PARIS (AP) — French prosecutors want to drop a highly charged case against two police officers in the electrocution deaths of two teens that sparked fiery nationwide riots in 2005, a judicial official said Friday.

Lawyers for the victims' families protested, saying the move would give the police officers undeserved impunity.

Five years after the unrest, tensions between youth and police still simmer and sometimes explode into violence in neglected housing projects around France.

On Oct. 27, 2005, 15-year-old Bouna Traore and 17-year-old Zyed Benna were electrocuted while hiding from police in a power substation in the Paris suburb of Clichy-sous-Bois. Another boy with them suffered severe burns.

Two police officers were handed preliminary charges for "non-assistance to a person in danger," a charge that carries up to five years in prison and up to €75,000 ($95,400) in fines.

One was a police intern at the command post listening to radio communications from police at the scene, and the other was an officer who allegedly saw the two teens enter the power substation.
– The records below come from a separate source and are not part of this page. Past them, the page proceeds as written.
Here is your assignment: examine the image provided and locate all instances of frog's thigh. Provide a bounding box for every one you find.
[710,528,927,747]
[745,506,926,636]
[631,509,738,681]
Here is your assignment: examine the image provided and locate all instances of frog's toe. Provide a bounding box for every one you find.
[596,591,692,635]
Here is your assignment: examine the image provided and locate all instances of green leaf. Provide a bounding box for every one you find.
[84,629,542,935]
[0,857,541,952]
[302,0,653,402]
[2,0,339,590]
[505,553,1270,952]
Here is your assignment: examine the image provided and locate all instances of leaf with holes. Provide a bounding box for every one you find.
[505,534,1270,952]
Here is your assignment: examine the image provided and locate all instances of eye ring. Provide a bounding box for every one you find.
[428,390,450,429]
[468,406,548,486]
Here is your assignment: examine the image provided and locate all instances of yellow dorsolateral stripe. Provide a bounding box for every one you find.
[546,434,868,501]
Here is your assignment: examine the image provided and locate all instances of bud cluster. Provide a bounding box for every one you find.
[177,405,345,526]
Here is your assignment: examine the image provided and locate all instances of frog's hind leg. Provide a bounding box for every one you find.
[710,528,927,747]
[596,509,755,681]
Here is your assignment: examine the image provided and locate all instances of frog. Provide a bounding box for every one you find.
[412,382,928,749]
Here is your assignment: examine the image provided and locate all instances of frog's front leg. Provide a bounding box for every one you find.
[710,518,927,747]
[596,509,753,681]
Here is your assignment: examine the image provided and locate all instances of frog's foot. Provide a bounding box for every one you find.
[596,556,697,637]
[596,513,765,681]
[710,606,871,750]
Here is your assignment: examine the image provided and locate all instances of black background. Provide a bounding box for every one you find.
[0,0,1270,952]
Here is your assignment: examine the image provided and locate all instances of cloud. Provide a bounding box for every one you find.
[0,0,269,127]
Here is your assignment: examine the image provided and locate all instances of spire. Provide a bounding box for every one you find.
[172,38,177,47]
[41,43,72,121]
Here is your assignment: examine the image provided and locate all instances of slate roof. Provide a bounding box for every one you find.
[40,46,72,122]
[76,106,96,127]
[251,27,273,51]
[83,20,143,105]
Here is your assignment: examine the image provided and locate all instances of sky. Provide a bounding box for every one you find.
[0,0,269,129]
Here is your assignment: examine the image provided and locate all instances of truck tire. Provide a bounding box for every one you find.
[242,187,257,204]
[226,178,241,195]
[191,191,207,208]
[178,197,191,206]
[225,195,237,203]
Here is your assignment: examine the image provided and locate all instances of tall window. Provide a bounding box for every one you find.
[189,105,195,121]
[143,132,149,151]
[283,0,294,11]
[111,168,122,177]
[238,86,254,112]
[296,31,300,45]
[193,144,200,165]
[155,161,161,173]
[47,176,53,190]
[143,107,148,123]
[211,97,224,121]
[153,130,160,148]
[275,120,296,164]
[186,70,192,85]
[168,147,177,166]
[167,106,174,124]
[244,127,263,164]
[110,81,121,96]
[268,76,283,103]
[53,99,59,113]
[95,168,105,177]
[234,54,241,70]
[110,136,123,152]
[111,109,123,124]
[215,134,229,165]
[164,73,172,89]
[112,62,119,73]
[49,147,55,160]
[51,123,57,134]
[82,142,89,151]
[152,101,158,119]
The Bobigny prosecutor's office has submitted a request to drop the charges, saying there is not enough evidence to show the officers knew the two teens were inside the power station when they died, according to the judicial official, was not authorized to be publicly named.

It's now up to investigating judges to either accept the request or ignore it and send the case to trial.

Two lawyers for the families, Jean-Pierre Mignard and Emmanuel Tordjman, said in a statement the prosecutor's request "is aimed at covering with impunity an action contrary to the law and to police ethics."

Local youths, blaming police for the deaths, set cars and property afire in an eruption of anger that spread for three full weeks to similar neighborhoods nationwide with large Arab and black populations. France's suburbs remain plagued by poverty, discrimination, tensions between youth and police and a sense of alienation from French society.

An internal police review of the electrocutions faulted police officers for their handling of the incident. It confirmed the officers had been chasing the teens before they were killed, which the Interior Ministry and police had initially denied. The report said officers should immediately have notified French energy company EDF that the youths were hiding in the power station.

Under French law, everyone — not just police — must try to help a person in danger as long as they or others aren't threatened by bringing such aid.